I respect, admire, and appreciate what Adam Peltz does with his blog, MenuPages.com/Chicago; in some ways his aggregation and comments of reviews was what I originally had in mind for this blog. He does it a lot better than I could have done, and I'm happy to have the Eat Local beat. Anyways, Adam takes a little umbrage with the early reviews of Lao Beijing on LTHForum
Yes, editorkid, we agree with you. Newly opened restaurants should get a chance to get settled before they're reviewed, and the more influence a reviewer has, the more he or she should abide by this code of conduct. Unfortunately, it seems impossible to put the genie back into the bottle. LTHForum could establish a policy of not allowing reviews for restaurants less than a month old, say, but this is both unlikely to happen and almost beside the point, anyway. The rabid foodies of the Internet cannot be made to follow rules in the quest for information (and to be first).Nope. Count me as one who does not agree, nor with his commentor, editorkid who first raised the issue. It is basic. Commerce, if you charge for a meal, you should expect the customer to be satisfied.
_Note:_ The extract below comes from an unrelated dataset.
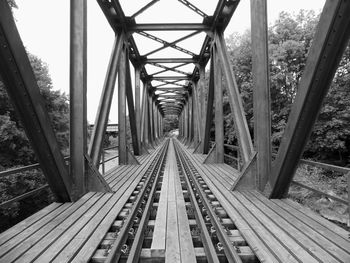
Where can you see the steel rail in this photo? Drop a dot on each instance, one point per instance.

And you should be aware that someone is going to talk about it, online or off.
I'm all for cutting a restaurant some slack in its opening, to the extent that it needs slack, but I also do not believe the slack should stay hidden. With some places, as in the restaurant in question here, Lao Beijing, early eaters may be able to put the experience in context against the track record of the owner. So, for instance, G Wiv, who has eaten at other places owned by the owner of Lao Beijing expects things to improve. Perhaps. On the other hand, how can a restaurant improve if they do not get critical feedback. Also, first impressions, even mixed experiences, can drive traffic to a place. There's not much experience in Chicago with Northern or Beijing style Chinese food. Just hearing about meals at Lao Beijing will raise interest in this style of food and get people to try for themselves. Besides, foodies are gonna talk about their experiences whether they post it or not. Would not the restaurant, besides the public, be better that this chat take place in the open?
I surely concede that there can be problems if the reviewer does not inform the reader that the place is new, assuming, of course (and it's not always obvious) that they know it's a new place. Without such information, the reader cannot put the experience in the right context. Yet, the failure of some reviewers (and this is not the case cited) to best disclose does not mean that any and all first peek reviews should stop. Once a place is taking your money, they are fair game as far as I can see.